Ebenso zurückhaltend ist das Fraunhofer Institut für System- und Innovationsforschung. In einer Studie über die Möglichkeiten von CCS kommt man dort zu dem Schluss, dass es sich bloss um eine Brückentechnologie handeln kann. Sie könne in den nächsten Jahrzehnten helfen, die CO2-Emissionen deutlich zu mindern, bis erneuerbare Energiequellen in ausreichender Menge zur Verfügung stehen. Ein Allheilmittel sei CCS aber nicht, lässt das Fraunhofer Institut verlauten: Kraftwerke mit CO2 - Abscheidung verbrauchten ein Drittel mehr Kohle oder Erdgas und seien deshalb kein Fortschritt in Richtung einer nachhaltigen Energieversorgung.
Seen am Grund der See
Bleibt die Frage, wie man das abgeschiedene CO2 loswerden will.

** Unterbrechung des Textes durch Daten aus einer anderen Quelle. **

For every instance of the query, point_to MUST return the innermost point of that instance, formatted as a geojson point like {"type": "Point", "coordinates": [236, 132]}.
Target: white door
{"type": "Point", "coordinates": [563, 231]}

Am umstrittensten ist die Einbringung von flüssigem CO2 in den Ozean. Der Druck in ein paar Tausend Metern Tiefe ist hoch genug, um das CO2 flüssig zu halten. Unter anderem kursiert die Idee, in Senken am Meeresboden einfach riesige CO2-Seen anzulegen - und darauf zu hoffen, dass tiefe Wasser ruhig genug sind. Dabei würde man das Absterben der Ökosysteme am Boden sowie eine allmähliche Versauerung des Meerwassers in Kauf nehmen. Und: Keine der vorgeschlagenen Optionen bietet bisher die Gewähr für eine langfristige Kontrolle des CO2.

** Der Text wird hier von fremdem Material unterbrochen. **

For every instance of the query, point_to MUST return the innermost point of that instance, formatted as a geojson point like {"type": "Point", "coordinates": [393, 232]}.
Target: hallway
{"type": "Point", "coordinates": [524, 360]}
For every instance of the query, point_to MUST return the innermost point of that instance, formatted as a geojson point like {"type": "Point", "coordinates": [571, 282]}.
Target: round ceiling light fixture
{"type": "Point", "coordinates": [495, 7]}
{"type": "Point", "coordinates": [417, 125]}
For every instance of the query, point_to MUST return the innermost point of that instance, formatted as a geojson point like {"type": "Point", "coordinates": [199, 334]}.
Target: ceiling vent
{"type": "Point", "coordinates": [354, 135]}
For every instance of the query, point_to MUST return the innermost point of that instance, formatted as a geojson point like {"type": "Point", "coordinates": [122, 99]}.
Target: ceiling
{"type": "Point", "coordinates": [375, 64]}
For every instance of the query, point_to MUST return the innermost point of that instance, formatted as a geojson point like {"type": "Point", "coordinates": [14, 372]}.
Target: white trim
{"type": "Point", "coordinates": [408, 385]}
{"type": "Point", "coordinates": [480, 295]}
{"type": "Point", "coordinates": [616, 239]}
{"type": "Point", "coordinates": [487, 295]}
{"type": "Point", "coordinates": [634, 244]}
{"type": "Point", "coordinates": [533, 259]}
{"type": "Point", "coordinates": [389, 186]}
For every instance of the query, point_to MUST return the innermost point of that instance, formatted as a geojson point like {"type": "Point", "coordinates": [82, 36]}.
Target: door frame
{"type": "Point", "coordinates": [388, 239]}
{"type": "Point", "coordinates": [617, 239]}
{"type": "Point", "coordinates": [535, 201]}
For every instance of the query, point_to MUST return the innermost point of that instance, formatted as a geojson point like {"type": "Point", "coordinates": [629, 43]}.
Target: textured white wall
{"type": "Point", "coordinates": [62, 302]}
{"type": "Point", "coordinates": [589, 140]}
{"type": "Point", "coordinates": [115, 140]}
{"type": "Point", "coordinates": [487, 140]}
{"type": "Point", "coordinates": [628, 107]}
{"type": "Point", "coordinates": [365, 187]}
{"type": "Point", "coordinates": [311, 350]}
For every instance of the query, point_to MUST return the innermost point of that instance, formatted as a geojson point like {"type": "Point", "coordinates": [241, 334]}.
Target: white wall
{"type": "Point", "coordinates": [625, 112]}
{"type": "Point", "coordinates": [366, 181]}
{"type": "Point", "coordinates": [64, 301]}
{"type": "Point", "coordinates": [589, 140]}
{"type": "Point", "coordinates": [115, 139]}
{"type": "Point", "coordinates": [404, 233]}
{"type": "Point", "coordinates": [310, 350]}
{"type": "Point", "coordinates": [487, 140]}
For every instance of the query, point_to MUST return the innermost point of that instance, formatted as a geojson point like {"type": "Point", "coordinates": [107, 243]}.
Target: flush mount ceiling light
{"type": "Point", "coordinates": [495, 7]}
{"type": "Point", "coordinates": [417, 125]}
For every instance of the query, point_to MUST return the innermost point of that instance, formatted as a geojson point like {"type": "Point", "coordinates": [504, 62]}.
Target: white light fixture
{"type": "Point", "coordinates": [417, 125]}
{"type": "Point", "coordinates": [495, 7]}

Etwas günstiger ist die Prognose für geologische Formationen. Gedacht wird dabei vor allem an leere Öl- und Erdgaslagerstätten oder tiefe salzhaltige Wasseradern. Auch über unzugängliche Kohleflöze wird diskutiert. Ein schöner, wenn auch ökologisch absurder Nebeneffekt: Mit dem verflüssigten CO2 lässt sich zusätzliches Öl und Gas aus den Lagerstätten pressen. In Norwegen und Kanada wird CO2 zu diesem Zweck bereits kommerziell eingesetzt - in Norwegen macht eine hohe CO2-Steuer die Einlagerung zusätzlich attraktiv.

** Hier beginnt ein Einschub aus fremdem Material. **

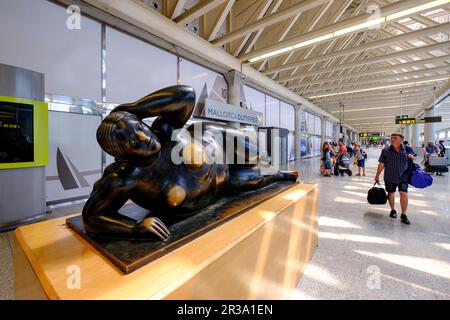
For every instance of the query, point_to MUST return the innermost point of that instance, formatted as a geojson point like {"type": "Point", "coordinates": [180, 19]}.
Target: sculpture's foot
{"type": "Point", "coordinates": [152, 228]}
{"type": "Point", "coordinates": [288, 175]}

Die meisten GeologInnen sind der Überzeugung, dass das CO2 in solchen geologischen Formationen tief unter Grund auf Dauer sicher gespeichert werden kann. Für einige Aufregung in der Fachwelt sorgte allerdings im Sommer letzten Jahres eine Arbeit von Yousif K. Kharaka vom U.S. Geological Survey. Kharaka hatte gemeinsam mit Kollegen ein Experiment ausgewertet, bei dem im Oktober 2004 1600 Tonnen CO2, eine vergleichsweise geringe Menge, in wasserführende Schichten der sogenannten Frio Formation unter dem Golf von Mexiko gepumpt wurden. Nach sechs Monaten zeigte sich, dass das mit dem CO2 versetzte Salzwasser erheblich saurer geworden war und begonnen hatte, das Gestein anzugreifen. Kharaka und Kollegen warnten davor, dass das saure und verschmutzte Wasser mit dem gespeicherten CO2 unter Umständen durch Bohrlöcher in höher für die Wasserversorgung genutzte Schichten dringen könnte. Der Ölkonzern Shell, der am Experiment beteiligt war, hält solche Befürchtungen allerdings für übertrieben. Die von Kharaka beschriebenen chemischen Vorgänge seien, so der lapidare Befund, seit langem bekannt.
Auch Marco Mazzotti von der ETH Zürich hält die Lagerstätten grundsätzlich für sicher. In Norwegen sei bereits eine Million Tonnen CO2 verbuddelt worden; das sei ohne nennenswerte Probleme abgelaufen. Effektiv nötig wäre aber die tausendfache Menge - den Beweis, dass sich auch so viel CO2 sicher im Untergrund versorgen lässt, müsse die Wissenschaft erst noch antreten. In seinem Institut denkt man derweil über Verfahren nach, das abgetrennte CO2 selbst zu Stein werden zu lassen, indem man es zu Kalzium- oder Magnesiumkarbonat umwandelt. Dann läge es als fester, vollkommen unbedenklicher Stoff vor, der problemlos deponiert oder gar als Baumaterial verwendet werden kann. Allerdings sind die Verfahren zur Herstellung dieser Karbonate bisher noch teuer und langsam. «Wir stehen noch ganz am Anfang», sagt Mazzotti. Der Klimawandel eilt mittlerweile voraus.